In other words, in Schultz’s view, human capital acts as a hedge against such uncertainty. If skilled individuals are not exposed to shocks that require resource allocation decisions or if they are denied the freedom to make those decisions, then they will not be able to capture the economic returns from their skills.

It stands as a logic corollary that if a country imposes economic or political institutions that cushion the shocks or hinder individual economic choice, then we should observe lower returns to skill in countries that limit exposure and/or individual responses to uncertainty.

In the case, relevant to Ireland, this logic extends not only to traditional factors, such as:
  • Degree of labour force unionization
  • Extent of social welfare safety net
  • Existence of the minimum wage laws
  • Restrictions on mobility into public sector jobs and protected professions jobs
  • Structures of pay and promotion divorced from productivity considerations
  • Visa restrictions
and other buffers, but also more novel factors such as
  • Negative equity
  • Housing markets access restrictions (e.g. birth-right to development of homes in some areas)
  • Cultural restrictions (e.g. Gaeltacht)
  • Lack of credit supply, etc
Per World Bank study cited above:

“A cursory inspection of the data yields support for the hypothesis. … [dividing] data from 86 developing countries into
three groups based on their relative ranking in the Heritage Foundation’s Economic Freedom Index, with 25% each placed in the least and most free economies and the rest being placed in the middle. … Private returns to schooling for the freest economies average 9.7% per year of schooling, 3 percentage points higher than the average returns in the most restrictive economies. Returns for the middle group fall between the two extreme groups. [The authors] repeat the exercise … for private returns to years of potential experience. Again, average returns are highest in countries rated as the most economically free (5%) versus the middle (4.7%) and least free (4.2%) countries. These results are broadly consistent with the proposition that freer economic institutions raise individual returns to human capital.”

Furthermore:

“T. P. Schultz (1998) found that about 70% of the income inequality in the world is due to country-specific fixed effects that would include the
impacts of country-specific political and economic institutions on earnings.
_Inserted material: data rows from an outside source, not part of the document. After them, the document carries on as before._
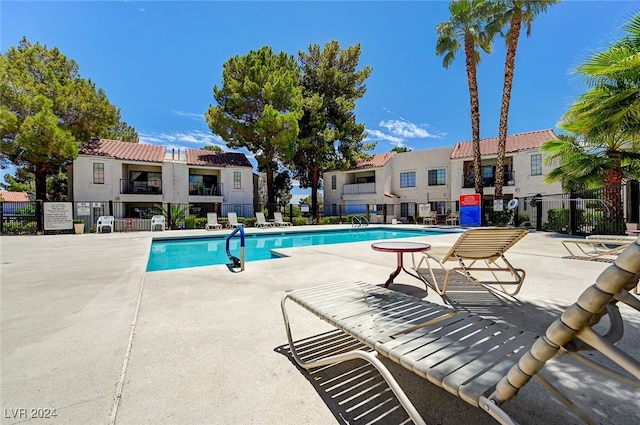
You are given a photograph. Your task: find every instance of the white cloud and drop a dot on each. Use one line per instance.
(406, 129)
(377, 134)
(192, 115)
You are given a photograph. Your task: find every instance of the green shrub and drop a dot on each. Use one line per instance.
(190, 222)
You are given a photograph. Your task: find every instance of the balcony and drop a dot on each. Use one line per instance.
(205, 190)
(148, 187)
(359, 188)
(489, 180)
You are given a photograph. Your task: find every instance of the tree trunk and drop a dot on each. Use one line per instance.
(474, 99)
(510, 63)
(314, 193)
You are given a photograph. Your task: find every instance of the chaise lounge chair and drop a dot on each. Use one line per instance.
(454, 218)
(601, 247)
(233, 220)
(105, 221)
(483, 244)
(430, 218)
(157, 221)
(212, 222)
(279, 221)
(261, 221)
(483, 362)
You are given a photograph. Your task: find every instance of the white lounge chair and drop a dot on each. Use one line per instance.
(279, 221)
(597, 248)
(105, 221)
(233, 220)
(261, 221)
(454, 218)
(212, 222)
(159, 222)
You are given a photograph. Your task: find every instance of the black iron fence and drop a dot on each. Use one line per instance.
(602, 211)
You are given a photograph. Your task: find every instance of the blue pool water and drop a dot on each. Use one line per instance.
(169, 254)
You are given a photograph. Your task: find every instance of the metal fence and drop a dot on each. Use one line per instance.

Acemoglu and Robinson (2005) argued that these institutions were formed in response to exogenous influences existing at the time of a country’s founding, and that these institutions tend to persist across generations. [World Banks study] use measures of economic and political institutions to determine if they can alter returns to human capital across countries sufficiently to explain some of the persistent cross-country income inequality reported by T. P. Schultz. [The study found] that, consistent with the T.W. Schultz hypothesis, human capital is significantly more valuable in countries with greater economic freedom. Furthermore, the positive effect is observed at all wage quantiles. Economic freedom benefits the most skilled who get higher returns to schooling; but it also benefits the least skilled who get higher returns from experience.”

Now, this has three basic implications for Ireland.
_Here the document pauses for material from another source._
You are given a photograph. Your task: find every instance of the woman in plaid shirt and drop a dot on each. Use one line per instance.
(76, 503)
Firstly, the study results show that higher human capital returns (in other words greater incentives to invest in human capital) are associated with less restrictive labour market policies, greater extent of basic human rights protection, more pluralist system of social organization and lesser emphasis on equalization of outcomes in economic environment. In other words, market wins, crony capitalism (Irish model) and socialism (Swedish model) lose.

Secondly, the study also implies that if Ireland were to be focused on developing a viable knowledge economy (aka human capital-intensive economy), the
country needs more market, more freedom, less protectionism and lower restrictions in the labour market.

Thirdly, the study suggests that environments with lower tax burden on labour and lower Government/State interference in private activities are more likely to
produce better human capital base.

Instead of farcical Mr Top Hat Kapitalist, it looks like free markets and societies benefit Ms Advance Degree Holder.